Martin Hanne war vorgewarnt. Mit so vielen Fragen nach seinem beeindruckenden Länderspiel-Debüt für die deutsche Handball-Nationalmannschaft hatte der 22-Jährige dann aber doch nicht gerechnet.
Als Bundestrainer Alfred Gislason den Neuling 40 Minuten nach dem Testspiel-Sieg gegen Portugal schon in höchsten Tönen lobte, stand Hanne immer noch schweißtriefend in der Interview-Zone.

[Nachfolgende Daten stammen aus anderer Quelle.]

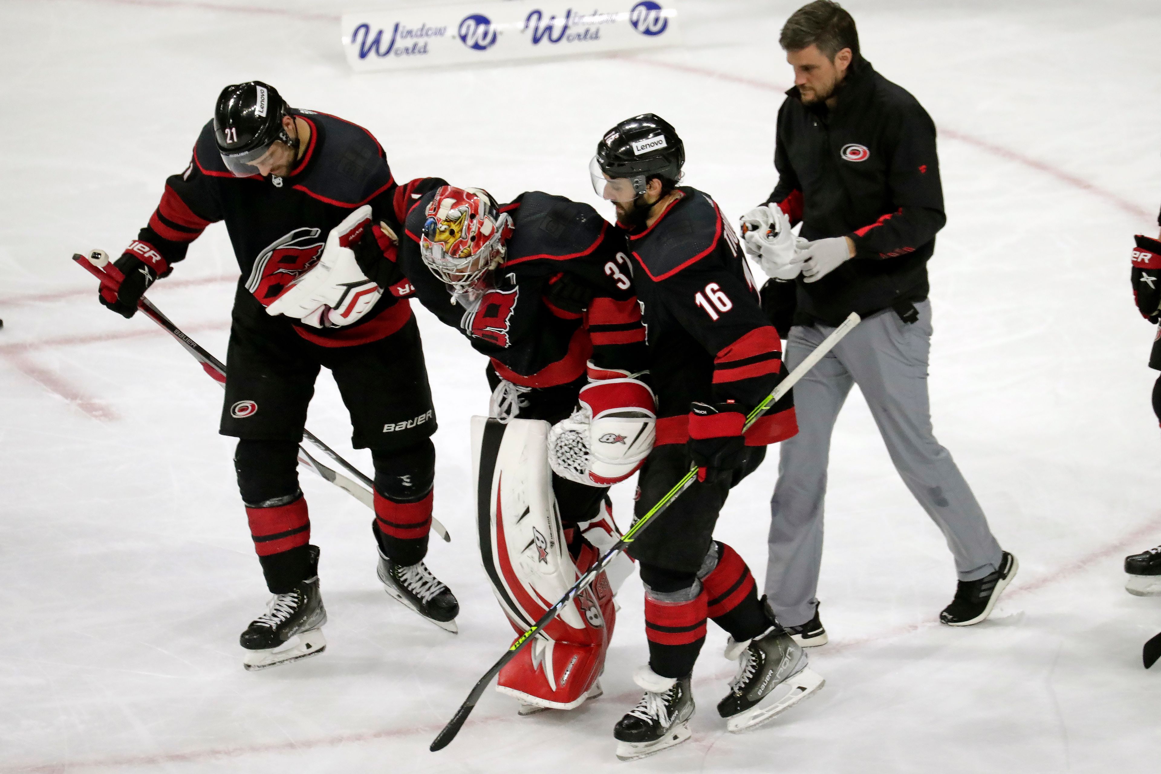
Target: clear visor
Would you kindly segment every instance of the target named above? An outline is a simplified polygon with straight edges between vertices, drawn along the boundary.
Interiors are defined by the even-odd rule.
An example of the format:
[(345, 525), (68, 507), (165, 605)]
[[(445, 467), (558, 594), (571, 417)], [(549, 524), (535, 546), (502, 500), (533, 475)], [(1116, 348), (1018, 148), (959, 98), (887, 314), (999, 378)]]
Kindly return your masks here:
[[(592, 189), (597, 191), (597, 195), (610, 202), (632, 202), (640, 195), (633, 187), (633, 179), (606, 175), (596, 155), (589, 162), (589, 176), (592, 178)], [(642, 182), (644, 181), (642, 180)]]
[(426, 234), (419, 245), (419, 253), (432, 274), (442, 280), (452, 292), (467, 294), (479, 284), (488, 272), (504, 260), (502, 234), (511, 220), (506, 212), (502, 215), (491, 238), (474, 255), (453, 258), (444, 251), (444, 245), (432, 241)]
[[(274, 145), (274, 143), (271, 143), (271, 145)], [(250, 178), (262, 174), (254, 166), (254, 161), (269, 153), (271, 145), (264, 145), (262, 147), (255, 147), (252, 151), (243, 151), (240, 153), (226, 153), (225, 151), (219, 151), (219, 153), (222, 153), (225, 168), (232, 172), (236, 178)]]

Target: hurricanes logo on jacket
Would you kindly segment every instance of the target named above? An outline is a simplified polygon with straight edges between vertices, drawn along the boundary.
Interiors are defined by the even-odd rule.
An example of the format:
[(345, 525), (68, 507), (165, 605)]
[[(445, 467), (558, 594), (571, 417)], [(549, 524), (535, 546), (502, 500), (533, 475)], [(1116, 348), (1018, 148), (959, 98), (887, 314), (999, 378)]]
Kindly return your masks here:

«Sehr beruhigend, dass es von Anfang an so lief. Das wünscht man sich natürlich», sagte der Rückraumspieler von der TSV Hannover-Burgdorf nach seinem gelungenen Einstand im National-Dress mit fünf Toren. «Natürlich bin ich da sehr stolz drauf und werde bestimmt gut schlafen.» Seine Nervosität im Spiel sei geringer gewesen als gedacht. «Es war zwar alles neu für mich. Ich hatte das ja noch nicht so mit Nationalhymne und so. Aber ich habe mir da keinen Kopf gemacht», berichtete das Handball-Talent abgeklärt.

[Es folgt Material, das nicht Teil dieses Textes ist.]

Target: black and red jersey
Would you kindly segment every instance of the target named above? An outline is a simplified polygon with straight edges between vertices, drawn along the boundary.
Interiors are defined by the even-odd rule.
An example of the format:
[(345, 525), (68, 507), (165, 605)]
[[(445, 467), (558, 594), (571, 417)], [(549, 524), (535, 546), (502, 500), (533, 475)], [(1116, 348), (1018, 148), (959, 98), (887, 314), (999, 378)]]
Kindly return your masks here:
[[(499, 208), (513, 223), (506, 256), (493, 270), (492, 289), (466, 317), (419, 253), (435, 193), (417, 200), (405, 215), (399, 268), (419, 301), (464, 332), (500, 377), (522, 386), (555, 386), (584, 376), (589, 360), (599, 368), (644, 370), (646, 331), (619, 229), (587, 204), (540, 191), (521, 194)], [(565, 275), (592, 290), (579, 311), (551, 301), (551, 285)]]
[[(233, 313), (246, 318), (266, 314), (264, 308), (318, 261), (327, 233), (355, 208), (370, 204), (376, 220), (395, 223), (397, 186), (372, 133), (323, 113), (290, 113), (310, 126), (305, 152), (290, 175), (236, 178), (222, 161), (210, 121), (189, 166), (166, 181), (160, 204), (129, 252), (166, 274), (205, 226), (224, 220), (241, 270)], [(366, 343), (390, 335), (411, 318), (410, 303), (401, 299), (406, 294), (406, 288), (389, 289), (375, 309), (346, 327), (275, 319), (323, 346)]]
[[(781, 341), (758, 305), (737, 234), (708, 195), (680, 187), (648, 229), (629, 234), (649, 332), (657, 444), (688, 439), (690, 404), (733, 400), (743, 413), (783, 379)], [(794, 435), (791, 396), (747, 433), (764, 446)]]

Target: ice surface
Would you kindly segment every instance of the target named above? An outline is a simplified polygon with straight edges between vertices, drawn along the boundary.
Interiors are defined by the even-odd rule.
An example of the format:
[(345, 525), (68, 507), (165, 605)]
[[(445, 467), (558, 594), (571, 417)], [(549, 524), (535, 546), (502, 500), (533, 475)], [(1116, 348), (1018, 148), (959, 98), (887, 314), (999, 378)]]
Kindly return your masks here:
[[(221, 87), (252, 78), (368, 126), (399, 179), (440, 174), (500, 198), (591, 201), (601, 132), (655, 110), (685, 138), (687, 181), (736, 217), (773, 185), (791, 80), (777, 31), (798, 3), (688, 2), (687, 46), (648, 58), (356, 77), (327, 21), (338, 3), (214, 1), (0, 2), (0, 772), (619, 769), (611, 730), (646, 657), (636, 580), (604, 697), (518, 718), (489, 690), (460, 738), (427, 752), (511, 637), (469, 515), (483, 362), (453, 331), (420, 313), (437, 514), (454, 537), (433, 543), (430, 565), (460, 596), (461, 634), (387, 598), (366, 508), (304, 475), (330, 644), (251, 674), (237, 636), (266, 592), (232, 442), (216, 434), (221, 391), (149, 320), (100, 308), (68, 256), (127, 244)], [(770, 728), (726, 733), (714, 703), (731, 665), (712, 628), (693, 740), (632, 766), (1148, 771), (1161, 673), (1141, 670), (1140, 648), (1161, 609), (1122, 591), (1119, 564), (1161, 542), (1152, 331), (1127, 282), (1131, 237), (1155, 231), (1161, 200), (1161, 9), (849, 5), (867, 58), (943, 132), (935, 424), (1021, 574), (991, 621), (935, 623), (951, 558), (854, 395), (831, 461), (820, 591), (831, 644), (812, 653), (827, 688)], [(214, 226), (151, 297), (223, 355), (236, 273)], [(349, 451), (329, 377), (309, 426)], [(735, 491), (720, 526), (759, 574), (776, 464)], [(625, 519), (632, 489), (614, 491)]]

Beim mühevollen 34:33 kam Hanne Mitte der ersten Halbzeit ins Spiel. Auf Linksaußen statt auf seiner Stammposition im linken Rückraum, weil Rune Dahmke angeschlagen aussetzen musste. Nur wenige Sekunden waren gespielt, da erzielte Hanne mit seinem ersten Versuch sein erstes Länderspiel-Tor. «Volle Kanne. Scheiß drauf, ob das jetzt erfolgreich wird oder nicht. Das hat mir Alfred vor dem Spiel gesagt», sagte der 22-Jährige, der die Vorgabe seines Trainers beherzt umsetzte und sich in einen kleinen Handball-Rausch spielte.

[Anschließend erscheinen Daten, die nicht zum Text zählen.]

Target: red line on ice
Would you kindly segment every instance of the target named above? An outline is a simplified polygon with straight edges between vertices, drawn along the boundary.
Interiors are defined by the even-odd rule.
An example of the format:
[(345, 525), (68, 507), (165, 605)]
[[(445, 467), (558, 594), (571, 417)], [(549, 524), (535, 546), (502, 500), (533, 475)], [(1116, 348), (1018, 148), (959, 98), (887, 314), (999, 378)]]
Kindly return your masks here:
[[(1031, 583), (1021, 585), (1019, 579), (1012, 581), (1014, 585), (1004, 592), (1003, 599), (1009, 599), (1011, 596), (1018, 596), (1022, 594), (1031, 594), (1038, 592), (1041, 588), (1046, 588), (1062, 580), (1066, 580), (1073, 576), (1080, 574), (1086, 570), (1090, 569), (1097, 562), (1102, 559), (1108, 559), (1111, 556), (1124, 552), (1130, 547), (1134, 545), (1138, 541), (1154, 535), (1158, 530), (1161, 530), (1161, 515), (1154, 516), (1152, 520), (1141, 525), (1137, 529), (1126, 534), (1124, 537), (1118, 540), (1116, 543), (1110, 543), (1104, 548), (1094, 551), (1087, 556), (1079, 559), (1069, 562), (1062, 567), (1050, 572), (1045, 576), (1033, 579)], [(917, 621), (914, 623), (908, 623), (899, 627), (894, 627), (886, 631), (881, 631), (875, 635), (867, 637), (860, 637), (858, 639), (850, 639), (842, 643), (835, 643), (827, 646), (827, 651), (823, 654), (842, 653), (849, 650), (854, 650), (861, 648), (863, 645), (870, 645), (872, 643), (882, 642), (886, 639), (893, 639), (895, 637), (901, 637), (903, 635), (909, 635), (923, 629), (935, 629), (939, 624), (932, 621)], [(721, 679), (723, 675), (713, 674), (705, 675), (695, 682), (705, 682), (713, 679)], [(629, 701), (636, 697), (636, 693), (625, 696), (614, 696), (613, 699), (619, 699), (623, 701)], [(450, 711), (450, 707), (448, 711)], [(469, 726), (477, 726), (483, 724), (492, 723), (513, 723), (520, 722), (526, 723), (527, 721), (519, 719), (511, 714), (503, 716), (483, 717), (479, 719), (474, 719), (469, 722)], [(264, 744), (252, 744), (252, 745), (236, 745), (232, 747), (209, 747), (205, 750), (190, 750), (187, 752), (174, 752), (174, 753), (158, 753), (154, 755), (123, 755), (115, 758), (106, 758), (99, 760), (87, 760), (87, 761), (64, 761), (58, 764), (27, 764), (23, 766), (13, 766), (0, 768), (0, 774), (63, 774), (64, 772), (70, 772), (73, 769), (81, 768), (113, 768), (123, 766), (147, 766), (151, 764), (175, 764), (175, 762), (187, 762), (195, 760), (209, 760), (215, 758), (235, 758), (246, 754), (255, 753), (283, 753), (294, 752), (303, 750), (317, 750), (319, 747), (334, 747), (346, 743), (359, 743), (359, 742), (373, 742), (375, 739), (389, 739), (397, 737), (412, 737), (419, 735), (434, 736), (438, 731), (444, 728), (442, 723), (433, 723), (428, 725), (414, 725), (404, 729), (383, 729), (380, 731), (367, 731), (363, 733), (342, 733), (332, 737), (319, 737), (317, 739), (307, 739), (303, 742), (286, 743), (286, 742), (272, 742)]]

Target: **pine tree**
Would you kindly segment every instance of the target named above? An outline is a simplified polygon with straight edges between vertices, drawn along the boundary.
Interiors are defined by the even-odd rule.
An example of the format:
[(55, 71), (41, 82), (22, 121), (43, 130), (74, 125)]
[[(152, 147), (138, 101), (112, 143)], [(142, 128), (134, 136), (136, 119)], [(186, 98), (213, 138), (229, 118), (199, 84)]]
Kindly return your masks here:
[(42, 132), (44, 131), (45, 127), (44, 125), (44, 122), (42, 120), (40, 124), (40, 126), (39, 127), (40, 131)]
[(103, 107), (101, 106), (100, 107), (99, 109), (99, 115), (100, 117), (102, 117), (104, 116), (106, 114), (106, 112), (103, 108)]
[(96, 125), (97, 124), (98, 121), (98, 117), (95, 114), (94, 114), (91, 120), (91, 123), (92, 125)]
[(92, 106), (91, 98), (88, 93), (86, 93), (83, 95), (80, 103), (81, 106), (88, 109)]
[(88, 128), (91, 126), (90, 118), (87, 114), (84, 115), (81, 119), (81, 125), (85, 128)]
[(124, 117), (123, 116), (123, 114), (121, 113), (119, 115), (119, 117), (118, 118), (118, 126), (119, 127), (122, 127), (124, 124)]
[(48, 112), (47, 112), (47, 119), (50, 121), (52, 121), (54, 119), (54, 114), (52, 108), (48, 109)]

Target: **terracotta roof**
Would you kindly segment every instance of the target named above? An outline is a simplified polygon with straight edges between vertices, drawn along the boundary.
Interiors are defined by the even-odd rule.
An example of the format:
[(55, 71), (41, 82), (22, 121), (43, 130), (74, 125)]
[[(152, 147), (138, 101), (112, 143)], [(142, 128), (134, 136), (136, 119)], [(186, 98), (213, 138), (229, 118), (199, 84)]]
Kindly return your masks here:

Hanne: Keiner hat etwas erwartet
Gislason, der mit dem Spielverlauf sowie der Abwehr- und Torhüterleistung in der zweiten Halbzeit unzufrieden war, attestierte Hanne ein «sehr gutes Spiel» und schätzte auch die gute Arbeit seines Schützlings im Spiel nach hinten. Mit der Leistung gegen Portugal empfahl sich Hanne als ernsthafte Option für Linksaußen. «Das gibt uns mehr Sicherheit in der Breite», ergänzte Gislason mit Blick auf die Leistung der Jungspunde. Neben Hanne überzeugte auch dessen Bundesliga-Teamkollege Renars Uscins (21).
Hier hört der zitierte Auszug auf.